Rabat – Three days after King Mohammed VI instructed Head of Government Saad Eddine El Othmani to chair a committee to find solutions to water scarcity in the kingdom, El Othmani has promised that the group will “definitively resolve” the problem by 2018.
The ministerial committee appointed by the King to solve the problems of water scarcity in rural and mountainous areas “will soon begin its work,” said El Othmani at the Council of the Government held on October 5.
“The water issue is now strategic for the government following the royal instructions,” said the head of government.
The committee, formed by the ministers of the sectors concerned, will meet next week, according to a statement read by the government spokesman Mustapha El Khalfi after the government council.
The monarch gave the order to tackle water scarcity on Monday, while chairing a meeting of the council of ministers in Rabat which discussed the issue of dropping water reserves in several regions in the kingdom.
In recent months, residents of different regions, especially rural areas, have complained about an increasing scarcity of drinking and irrigation water. In cities like Ouazzane, Beni Melal, Zagora, Sefrou, and Azelal, Moroccans took to the streets to draw the government’s attention to the issue.

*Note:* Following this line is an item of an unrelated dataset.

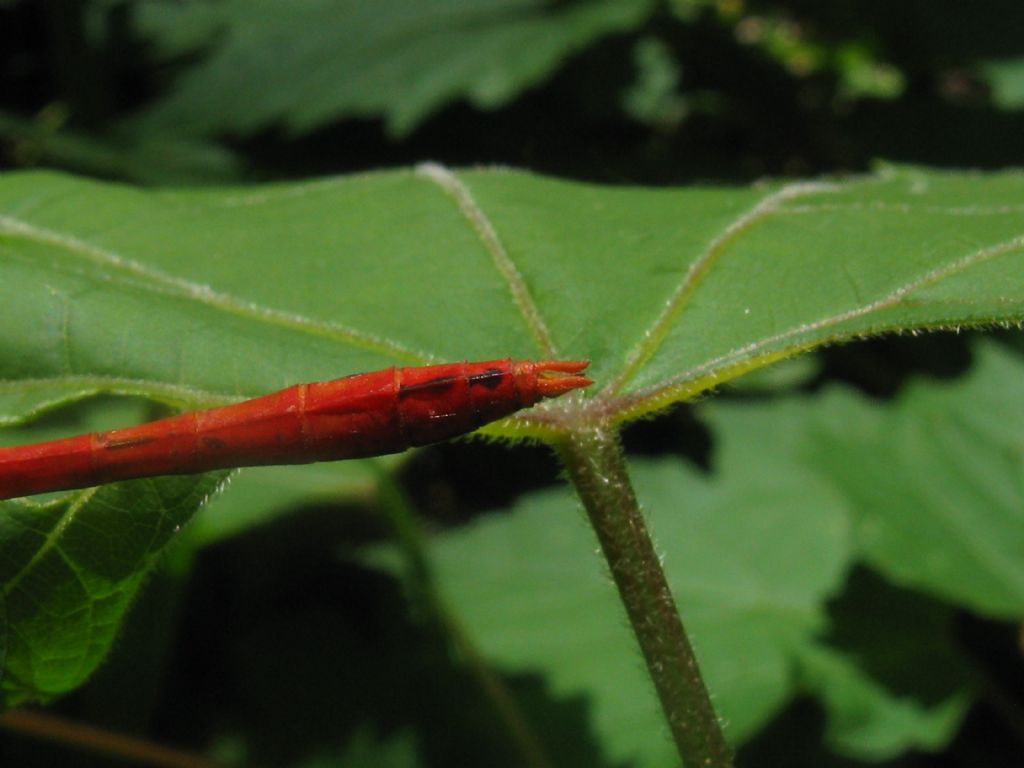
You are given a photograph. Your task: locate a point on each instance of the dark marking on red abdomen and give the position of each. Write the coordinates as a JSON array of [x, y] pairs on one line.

In rural areas, many groups organized long-distance marches to the regional government offices, sometimes facing blockades set up by the Gendarmerie.
The rate of access to drinking water in rural areas is expected to reach 96.5 percent by the end of 2017, with the state investing more than MAD 1 million in water supply projects, announced Secretary of State in charge of Water, Charafat Afilal, during the July 25 parliamentary session.
The government is in a critical position with regards to water policy. Morocco is one of the 36 countries facing “extremely high” levels of baseline water stress, with more than 80 percent of the water available to agricultural, domestic, and industrial users withdrawn annually. This leaves various communities and economic activities vulnerable to water scarcity, according to World Resources Institute, which has led to the current regional demonstrations on water scarcity.